■第7話 アリス
数日前 -ラフローグ帝国 王城-
ここは皇女アリスレート・ラフローグの私室。
アリスはベッドに横たわったままだらしなく手足を投げ出していた。
「うぅー、今日もお茶会とかマジだりぃんだけど……」
今日は午後から侯爵家のご令嬢とお茶会の予定があるのだが、正直行きたくない。
アリスはラフローグ帝国の皇女である。
部屋ではこんな調子でも、公の場では誰もが憧れるお姫さまを完璧に演じることができる。
演じること自体は別に苦ではない、しかし最近はお茶会やらパーティーやらが続いていて若干うんざりしていた。
「だいたい昨日のパーティーはなんなんだよ!」
前日はゲスタルクという伯爵家の当主と奥さんの四十七回目の結婚記念パーティーだったのだが……。
「なんだよ四十七回目って! 何回やんだよ! だいたいなんで私が良く知らんジジイとババアの結婚記念日を祝わなきゃならんのだ! まったく貴族ってのはなんでことあるごとにパーティーしたがるんだよ、やりすぎだっつーの! ……ん?」
ジタバタとベッドの上を転がりながら喚いていると部屋のドアをノックする音が聞こえた。
「アリスさま、失礼いたします」
返事を待たずにメイドのモニカが部屋に入ってきた。
「あぁ、なんだモニカか……どうした?」
モニカはベッドに大の字に寝転がったままのアリスの方へ、ゆっくりと歩きながら要件を告げる。
「はい、フィオナさまが今からお越しいただきたいと申されております」
フィオナ・ヘルダース。
ラフローグ帝国の筆頭宮廷魔導士であり、「大陸一の大魔法使い」とも謳われる人物だ。
「婆さんが? ……要件はなんだ?」
「緊急の案件とだけ伺っております。」
アリスは緊急と聞いていったい何事だ? と思ったが、ふと思った……これはお茶会キャンセルに出来るチャンスなのでは?
アリスはニヤッと笑ってベッドから降りて立ち上がる。
「よし、すぐ行くぞー」
「アリスさま、その恰好では……まずはお召し替えをいたしましょう。それから邪悪モードのスイッチを切ってくださいね」
「あぁ、そういえばまだ寝巻のままだったな……って邪悪モードってなんだ!?」
「それです」
「どれだよ!」
まったく、こいつたまに変なこと言うな……。
その後、アリスはモニカにササッと着替えさせられ。髪も整えて貰い、しっかり綺麗なお姫さまになってから部屋を出る。
…
……
………
程なくしてフィオナの部屋の前に到着し、モニカが扉をノックすると中からどうぞと声が聞こえた。

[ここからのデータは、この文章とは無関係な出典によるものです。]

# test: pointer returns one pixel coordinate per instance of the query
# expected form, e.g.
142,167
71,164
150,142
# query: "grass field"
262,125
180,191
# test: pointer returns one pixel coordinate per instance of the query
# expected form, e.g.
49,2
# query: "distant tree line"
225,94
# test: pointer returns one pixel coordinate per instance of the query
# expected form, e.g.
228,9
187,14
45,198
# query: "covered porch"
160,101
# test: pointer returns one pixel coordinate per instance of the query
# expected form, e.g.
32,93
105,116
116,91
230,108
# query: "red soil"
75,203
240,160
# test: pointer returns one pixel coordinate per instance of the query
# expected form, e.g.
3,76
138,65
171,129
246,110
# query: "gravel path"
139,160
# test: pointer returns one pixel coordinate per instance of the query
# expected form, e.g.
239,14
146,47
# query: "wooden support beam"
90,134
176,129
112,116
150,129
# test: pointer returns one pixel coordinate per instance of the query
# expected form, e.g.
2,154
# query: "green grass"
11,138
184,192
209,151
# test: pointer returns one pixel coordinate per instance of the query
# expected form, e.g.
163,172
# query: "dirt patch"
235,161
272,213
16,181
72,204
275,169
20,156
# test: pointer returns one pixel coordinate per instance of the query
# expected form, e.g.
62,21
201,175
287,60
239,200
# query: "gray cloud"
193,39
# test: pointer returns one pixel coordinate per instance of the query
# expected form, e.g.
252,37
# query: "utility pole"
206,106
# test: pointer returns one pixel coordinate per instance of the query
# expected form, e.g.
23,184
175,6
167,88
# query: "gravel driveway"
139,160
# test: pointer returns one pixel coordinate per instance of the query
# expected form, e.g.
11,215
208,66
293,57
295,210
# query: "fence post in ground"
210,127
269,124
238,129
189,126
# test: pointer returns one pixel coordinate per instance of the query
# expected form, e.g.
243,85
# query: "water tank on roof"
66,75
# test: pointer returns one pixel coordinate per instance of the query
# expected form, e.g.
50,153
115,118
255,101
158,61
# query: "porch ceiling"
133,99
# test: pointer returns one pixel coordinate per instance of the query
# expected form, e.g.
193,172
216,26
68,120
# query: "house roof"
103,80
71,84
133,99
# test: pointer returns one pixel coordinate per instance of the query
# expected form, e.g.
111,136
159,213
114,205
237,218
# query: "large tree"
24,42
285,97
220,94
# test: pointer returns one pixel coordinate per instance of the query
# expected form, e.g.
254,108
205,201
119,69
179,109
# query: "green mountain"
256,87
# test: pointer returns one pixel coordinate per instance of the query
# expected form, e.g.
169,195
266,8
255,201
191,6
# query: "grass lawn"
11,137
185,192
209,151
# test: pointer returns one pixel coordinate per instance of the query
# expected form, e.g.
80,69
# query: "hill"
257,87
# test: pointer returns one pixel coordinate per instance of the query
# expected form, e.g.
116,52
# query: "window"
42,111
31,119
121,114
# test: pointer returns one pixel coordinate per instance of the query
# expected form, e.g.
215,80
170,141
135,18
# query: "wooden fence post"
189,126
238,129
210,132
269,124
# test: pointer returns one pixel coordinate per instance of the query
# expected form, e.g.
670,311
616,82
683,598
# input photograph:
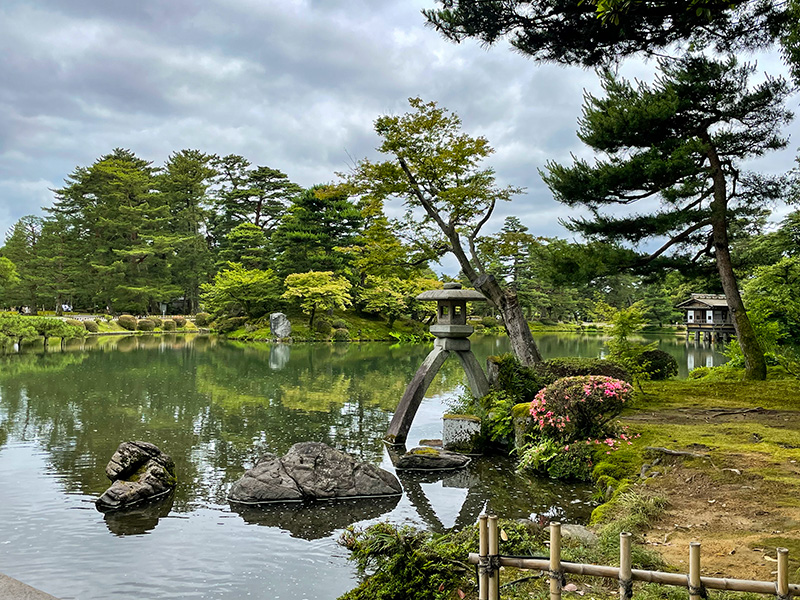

モニカに扉を開けて貰い、アリスはゆっくり室内に入る。
室内にいたのは三人。一人はメイドのティア、もう一人の黒いローブを着た銀髪の老婆がフィオナ。そして最後の一人は茶髪に碧眼の偉丈夫。ラフローグ帝国現皇帝オルクス・ラフローグである。
皇帝である父まで居たことに一瞬戸惑ったアリスであったが、すぐに状況を把握した。指先でスカートの裾をふわっと持ち上げ華麗に一礼する。
「陛下、フィオナさまお呼びでしょうか」
「ようこそ姫さま、ささっ、こちらへ」
綺麗なお姫さまモードで挨拶をするアリスに、フィオナが座るように勧めてくれる。それを聞いてアリスが二人のいるテーブルに向かうと、モニカが静かに椅子を引いてくれた。
席に着くともう1人のメイド、ティアがカップにお茶を注いでくれる。
「さて、悪いがモニカとティアは部屋の外で待機してもらえるかい?」
フィオナが二人に退室するよう促すと、モニカとティアが三人に向けて一礼し部屋から出ていく。
二人を退室させたってことはかなり大事なのか?
そう思いながらアリスは軽く部屋の中を見回す。
この部屋は城の地下にある部屋で、フィオナの自室兼工房なので見慣れない薬品や不思議な道具が所狭しと並んでいる。
――色々と見ていたらフィオナと目が合った、まずは何故呼ばれたのか聞いておこう。
「それで、今回はどのようなご用件なのでしょうか?」
アリスの問いにオルクスが答える。
「うむ、それが少し困ったことになってなぁ、フィオナよ説明を頼む!」
コクッ、と頷いてフィオナがカップのお茶を一口飲んで話し始める。